Antipatterns (e.g. what doesn’t work)¶
A community survey of the ESIP Cloud Computing Cluster noted the following antipatterns in cloud data:
Large granule sizes with no means to subset those granules, requiring full-file transfers.
Storing data uncompressed, which can increase performance but double cost.
Lift and shift, which fails to make use of the cloud’s elasticity and highly scalable storage while also ignoring changes in access performance.
Large central file mounts, which create scalability and performance issues
Persistent processes, especially inelastic one.
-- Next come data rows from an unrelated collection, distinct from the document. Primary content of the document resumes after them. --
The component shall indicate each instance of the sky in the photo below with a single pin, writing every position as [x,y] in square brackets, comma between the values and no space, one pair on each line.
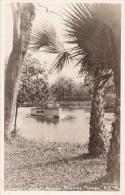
[57,21]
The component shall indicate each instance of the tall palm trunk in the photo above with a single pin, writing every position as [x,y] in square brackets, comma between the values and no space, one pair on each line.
[22,23]
[96,141]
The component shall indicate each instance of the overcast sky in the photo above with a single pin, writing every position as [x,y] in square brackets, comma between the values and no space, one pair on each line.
[41,15]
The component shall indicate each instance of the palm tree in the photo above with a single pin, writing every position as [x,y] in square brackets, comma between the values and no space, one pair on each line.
[23,15]
[94,30]
[91,48]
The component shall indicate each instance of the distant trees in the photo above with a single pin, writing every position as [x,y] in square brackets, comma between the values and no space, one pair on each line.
[34,88]
[66,89]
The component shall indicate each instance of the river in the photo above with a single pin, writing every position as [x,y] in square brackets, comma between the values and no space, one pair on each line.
[71,127]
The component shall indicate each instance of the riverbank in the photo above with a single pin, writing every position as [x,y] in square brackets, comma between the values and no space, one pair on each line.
[50,166]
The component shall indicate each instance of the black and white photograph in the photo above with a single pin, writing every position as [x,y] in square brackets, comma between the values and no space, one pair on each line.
[62,95]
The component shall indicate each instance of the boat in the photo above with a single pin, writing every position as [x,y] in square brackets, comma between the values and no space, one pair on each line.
[50,109]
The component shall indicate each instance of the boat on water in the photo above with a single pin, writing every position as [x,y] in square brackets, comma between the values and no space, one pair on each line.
[49,109]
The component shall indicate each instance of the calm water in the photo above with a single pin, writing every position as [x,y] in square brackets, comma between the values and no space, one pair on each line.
[73,126]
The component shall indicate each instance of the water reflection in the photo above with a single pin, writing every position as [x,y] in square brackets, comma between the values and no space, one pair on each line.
[72,126]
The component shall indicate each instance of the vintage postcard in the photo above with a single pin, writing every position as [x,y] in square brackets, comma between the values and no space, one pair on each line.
[62,97]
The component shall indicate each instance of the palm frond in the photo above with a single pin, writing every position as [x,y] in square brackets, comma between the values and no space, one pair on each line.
[44,36]
[61,60]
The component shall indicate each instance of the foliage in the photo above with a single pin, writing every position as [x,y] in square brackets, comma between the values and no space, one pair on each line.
[66,89]
[34,84]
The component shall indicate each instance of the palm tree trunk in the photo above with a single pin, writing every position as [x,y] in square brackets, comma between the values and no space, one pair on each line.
[96,141]
[12,73]
[113,162]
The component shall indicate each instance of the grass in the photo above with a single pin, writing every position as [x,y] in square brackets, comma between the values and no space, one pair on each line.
[50,166]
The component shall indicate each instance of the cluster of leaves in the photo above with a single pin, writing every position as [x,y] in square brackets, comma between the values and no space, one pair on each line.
[34,86]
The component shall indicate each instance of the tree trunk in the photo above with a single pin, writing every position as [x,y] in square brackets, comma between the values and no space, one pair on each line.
[22,23]
[96,141]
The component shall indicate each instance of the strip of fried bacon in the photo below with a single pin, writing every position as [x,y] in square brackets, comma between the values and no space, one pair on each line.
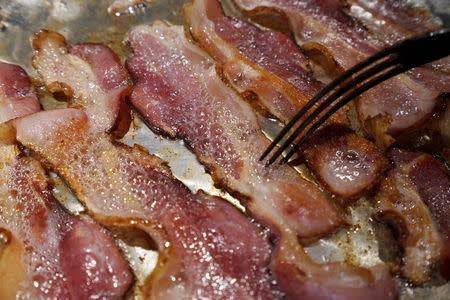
[268,64]
[179,93]
[415,198]
[48,253]
[17,97]
[392,21]
[339,41]
[208,248]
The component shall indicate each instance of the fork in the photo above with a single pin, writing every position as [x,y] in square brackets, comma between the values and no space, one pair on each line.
[399,58]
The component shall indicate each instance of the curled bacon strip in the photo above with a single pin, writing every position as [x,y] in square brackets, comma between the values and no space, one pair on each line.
[327,32]
[208,249]
[49,253]
[178,92]
[17,97]
[268,64]
[415,197]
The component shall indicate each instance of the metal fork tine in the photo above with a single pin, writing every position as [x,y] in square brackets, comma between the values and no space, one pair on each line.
[342,90]
[333,84]
[395,71]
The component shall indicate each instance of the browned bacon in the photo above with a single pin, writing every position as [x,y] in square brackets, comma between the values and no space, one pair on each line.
[324,29]
[178,92]
[347,164]
[266,63]
[208,249]
[85,75]
[123,6]
[393,20]
[415,192]
[48,252]
[17,97]
[270,65]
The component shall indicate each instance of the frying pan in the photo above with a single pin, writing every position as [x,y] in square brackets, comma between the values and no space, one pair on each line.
[85,20]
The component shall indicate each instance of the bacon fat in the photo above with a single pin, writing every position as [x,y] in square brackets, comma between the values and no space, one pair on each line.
[49,253]
[178,92]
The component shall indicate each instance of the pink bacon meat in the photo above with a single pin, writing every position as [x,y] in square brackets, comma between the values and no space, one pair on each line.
[208,249]
[49,253]
[268,64]
[391,21]
[323,28]
[415,197]
[179,93]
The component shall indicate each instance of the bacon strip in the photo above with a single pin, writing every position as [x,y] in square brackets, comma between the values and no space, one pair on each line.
[208,249]
[17,97]
[391,22]
[270,65]
[75,77]
[179,93]
[325,30]
[49,253]
[416,190]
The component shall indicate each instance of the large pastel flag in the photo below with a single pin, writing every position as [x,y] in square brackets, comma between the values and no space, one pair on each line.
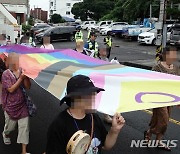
[126,88]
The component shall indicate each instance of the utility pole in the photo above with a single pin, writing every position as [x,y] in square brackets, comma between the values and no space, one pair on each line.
[161,27]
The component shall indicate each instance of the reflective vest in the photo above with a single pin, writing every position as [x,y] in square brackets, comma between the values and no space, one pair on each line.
[96,49]
[89,32]
[108,41]
[79,36]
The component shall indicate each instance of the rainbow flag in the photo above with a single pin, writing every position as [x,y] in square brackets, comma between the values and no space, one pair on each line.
[126,88]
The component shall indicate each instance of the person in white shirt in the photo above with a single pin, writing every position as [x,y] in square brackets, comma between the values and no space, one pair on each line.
[46,43]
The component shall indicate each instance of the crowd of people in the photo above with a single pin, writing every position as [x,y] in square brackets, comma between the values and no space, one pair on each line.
[80,99]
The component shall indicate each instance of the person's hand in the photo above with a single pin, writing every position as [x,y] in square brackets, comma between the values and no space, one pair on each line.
[117,123]
[22,76]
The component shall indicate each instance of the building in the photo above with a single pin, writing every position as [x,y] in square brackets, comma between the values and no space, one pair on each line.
[62,7]
[40,14]
[18,8]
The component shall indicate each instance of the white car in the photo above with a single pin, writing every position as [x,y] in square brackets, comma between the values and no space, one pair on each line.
[149,37]
[87,24]
[100,25]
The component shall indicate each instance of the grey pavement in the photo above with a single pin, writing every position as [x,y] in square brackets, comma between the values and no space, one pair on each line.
[136,122]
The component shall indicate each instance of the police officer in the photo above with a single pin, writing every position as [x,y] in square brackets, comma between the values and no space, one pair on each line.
[108,43]
[92,45]
[79,34]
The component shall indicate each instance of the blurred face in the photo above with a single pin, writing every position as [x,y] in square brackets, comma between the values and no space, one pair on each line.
[103,53]
[79,46]
[86,102]
[13,61]
[93,38]
[46,40]
[171,57]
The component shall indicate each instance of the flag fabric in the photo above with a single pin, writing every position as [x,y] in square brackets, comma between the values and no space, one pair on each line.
[126,88]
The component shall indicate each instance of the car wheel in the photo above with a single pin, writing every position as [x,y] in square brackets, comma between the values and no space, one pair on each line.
[154,42]
[71,38]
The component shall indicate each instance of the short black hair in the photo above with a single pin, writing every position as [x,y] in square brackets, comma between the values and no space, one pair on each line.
[166,51]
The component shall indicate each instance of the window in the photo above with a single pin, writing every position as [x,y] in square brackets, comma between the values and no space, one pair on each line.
[68,4]
[68,12]
[56,31]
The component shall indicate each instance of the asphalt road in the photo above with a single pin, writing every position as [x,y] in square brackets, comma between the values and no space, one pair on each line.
[136,122]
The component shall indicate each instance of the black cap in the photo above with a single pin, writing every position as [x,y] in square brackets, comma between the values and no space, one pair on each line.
[93,34]
[79,85]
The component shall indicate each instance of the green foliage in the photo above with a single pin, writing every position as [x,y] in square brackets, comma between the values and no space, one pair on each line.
[94,9]
[26,28]
[31,21]
[121,10]
[56,18]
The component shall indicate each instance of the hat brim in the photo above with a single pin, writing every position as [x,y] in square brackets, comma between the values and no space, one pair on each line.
[83,92]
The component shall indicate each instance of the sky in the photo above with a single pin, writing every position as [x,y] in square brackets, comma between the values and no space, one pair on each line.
[44,4]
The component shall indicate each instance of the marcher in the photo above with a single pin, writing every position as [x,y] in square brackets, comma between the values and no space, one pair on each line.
[13,102]
[47,43]
[81,115]
[79,34]
[88,36]
[2,69]
[80,47]
[108,43]
[103,56]
[92,45]
[160,118]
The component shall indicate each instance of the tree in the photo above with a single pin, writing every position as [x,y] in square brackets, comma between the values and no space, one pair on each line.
[56,18]
[94,9]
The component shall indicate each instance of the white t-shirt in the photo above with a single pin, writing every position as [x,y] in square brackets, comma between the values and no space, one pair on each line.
[47,46]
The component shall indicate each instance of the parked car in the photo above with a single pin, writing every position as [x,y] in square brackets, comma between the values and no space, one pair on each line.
[100,25]
[114,28]
[40,26]
[149,37]
[175,35]
[86,24]
[41,30]
[58,33]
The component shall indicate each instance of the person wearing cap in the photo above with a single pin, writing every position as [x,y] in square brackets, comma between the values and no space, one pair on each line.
[92,45]
[80,115]
[79,34]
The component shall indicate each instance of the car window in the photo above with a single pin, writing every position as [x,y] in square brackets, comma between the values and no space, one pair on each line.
[55,31]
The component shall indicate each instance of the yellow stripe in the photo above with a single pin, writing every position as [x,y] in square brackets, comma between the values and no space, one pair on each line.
[170,119]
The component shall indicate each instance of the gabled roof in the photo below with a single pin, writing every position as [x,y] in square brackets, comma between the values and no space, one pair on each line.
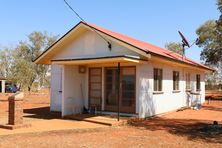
[141,45]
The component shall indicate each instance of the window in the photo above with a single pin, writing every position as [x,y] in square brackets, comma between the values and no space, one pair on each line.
[176,78]
[197,82]
[158,76]
[188,81]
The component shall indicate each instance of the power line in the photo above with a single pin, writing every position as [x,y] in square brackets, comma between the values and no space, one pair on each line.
[70,7]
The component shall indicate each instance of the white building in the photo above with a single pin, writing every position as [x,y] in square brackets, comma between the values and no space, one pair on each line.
[153,80]
[2,84]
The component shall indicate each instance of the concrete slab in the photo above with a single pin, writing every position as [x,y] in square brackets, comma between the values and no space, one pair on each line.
[99,119]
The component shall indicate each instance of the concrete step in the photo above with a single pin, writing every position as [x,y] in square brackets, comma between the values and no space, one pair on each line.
[104,120]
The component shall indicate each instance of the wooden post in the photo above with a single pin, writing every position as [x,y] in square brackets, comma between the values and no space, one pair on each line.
[15,109]
[119,87]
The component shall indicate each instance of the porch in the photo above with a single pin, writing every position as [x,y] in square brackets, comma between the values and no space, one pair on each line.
[98,85]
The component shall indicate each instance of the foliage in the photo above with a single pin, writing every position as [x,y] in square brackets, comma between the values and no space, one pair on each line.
[19,68]
[175,47]
[210,39]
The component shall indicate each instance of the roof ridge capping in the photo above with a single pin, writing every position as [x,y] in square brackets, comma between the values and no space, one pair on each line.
[141,45]
[148,47]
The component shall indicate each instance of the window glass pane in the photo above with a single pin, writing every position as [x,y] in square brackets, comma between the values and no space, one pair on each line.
[176,79]
[95,71]
[198,82]
[157,75]
[128,71]
[95,78]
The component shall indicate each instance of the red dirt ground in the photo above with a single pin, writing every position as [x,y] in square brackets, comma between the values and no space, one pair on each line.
[176,129]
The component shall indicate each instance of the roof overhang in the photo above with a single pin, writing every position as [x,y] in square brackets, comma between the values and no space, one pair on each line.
[99,60]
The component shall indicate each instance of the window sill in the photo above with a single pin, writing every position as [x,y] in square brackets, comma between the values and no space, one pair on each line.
[157,92]
[176,91]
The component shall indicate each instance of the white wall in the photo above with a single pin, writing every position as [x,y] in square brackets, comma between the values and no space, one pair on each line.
[90,45]
[3,86]
[73,90]
[56,88]
[151,104]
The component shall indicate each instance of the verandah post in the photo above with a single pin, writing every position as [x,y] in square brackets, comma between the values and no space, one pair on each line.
[118,95]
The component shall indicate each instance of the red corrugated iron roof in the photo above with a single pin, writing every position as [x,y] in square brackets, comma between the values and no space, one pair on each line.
[147,46]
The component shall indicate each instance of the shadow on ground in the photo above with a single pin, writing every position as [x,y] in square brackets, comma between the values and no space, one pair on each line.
[192,129]
[41,113]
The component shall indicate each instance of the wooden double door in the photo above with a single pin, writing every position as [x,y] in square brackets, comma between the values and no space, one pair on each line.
[127,89]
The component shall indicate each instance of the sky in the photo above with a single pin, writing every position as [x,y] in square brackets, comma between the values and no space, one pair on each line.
[153,21]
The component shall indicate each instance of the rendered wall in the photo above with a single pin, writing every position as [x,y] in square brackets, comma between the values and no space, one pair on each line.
[149,103]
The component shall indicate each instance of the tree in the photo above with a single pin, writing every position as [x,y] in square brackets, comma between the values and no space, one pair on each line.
[5,62]
[175,47]
[210,39]
[24,71]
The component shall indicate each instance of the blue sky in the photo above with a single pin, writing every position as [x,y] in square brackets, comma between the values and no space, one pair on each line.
[153,21]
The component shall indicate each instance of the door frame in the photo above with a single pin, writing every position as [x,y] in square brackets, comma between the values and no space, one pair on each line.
[89,87]
[123,109]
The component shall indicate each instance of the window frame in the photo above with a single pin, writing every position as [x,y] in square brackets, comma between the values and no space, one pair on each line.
[198,84]
[188,81]
[157,79]
[176,80]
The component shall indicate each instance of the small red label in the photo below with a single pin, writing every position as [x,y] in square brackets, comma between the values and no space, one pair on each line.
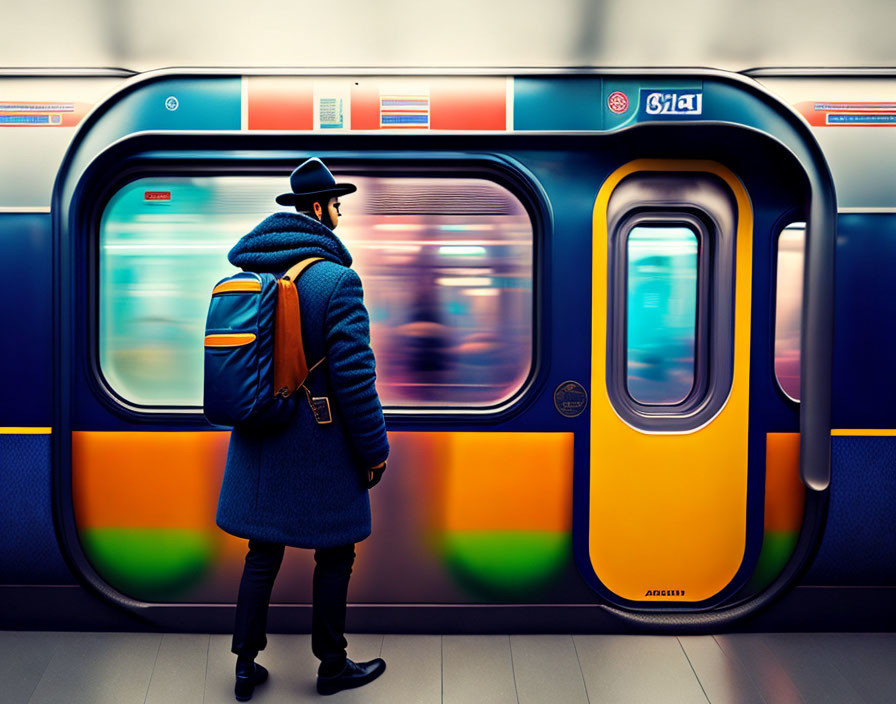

Scientific workloads tend to have high variability in demand and require attention to scaling to provide burst performance without inordinate cost
Requiring many requests in order to read a file, e.g. due to chunk sizes that are too small compared to the overall access size, which create significant network chatter
Web-based portals instead of direct programmatic data access, which limits automated activity and scalability while returning too many results
Failing to cache for repeat access, both client- and server-side, and particularly in service outputs which are expensive to produce and need idempotency
Putting workflows on the client, which creates significant back-and-forth network traffic
Allowing for unconstrained spatial queries of full detail
Glaciering data without a defined thawing process, with ownership of associated costs
Extracting time series from thousands of one-time-step files
Hierarchical data tree walks, which tend to be slow and prone to runtime errors (e.g. netCDF/HDF groups?)
Scattering metadata all over the place in the dataset
Making “one-time” chunking scheme, variable or projection decisions for all end users (seems like this should be configurable for different users and different use cases)
Data without metadata and metadata APIs: Data is on the cloud but people can’t understand it without downloading it
Storing related files in zip, tar, or similar formats not well-suited for partial file reads and spatiotemporal access
Serving data with no provision for partial-file access
Compressing data with unconventional (non-default, difficult to find/install) compressors.
Everyone, data producers and data users, needing time to learn new tools and data access methods.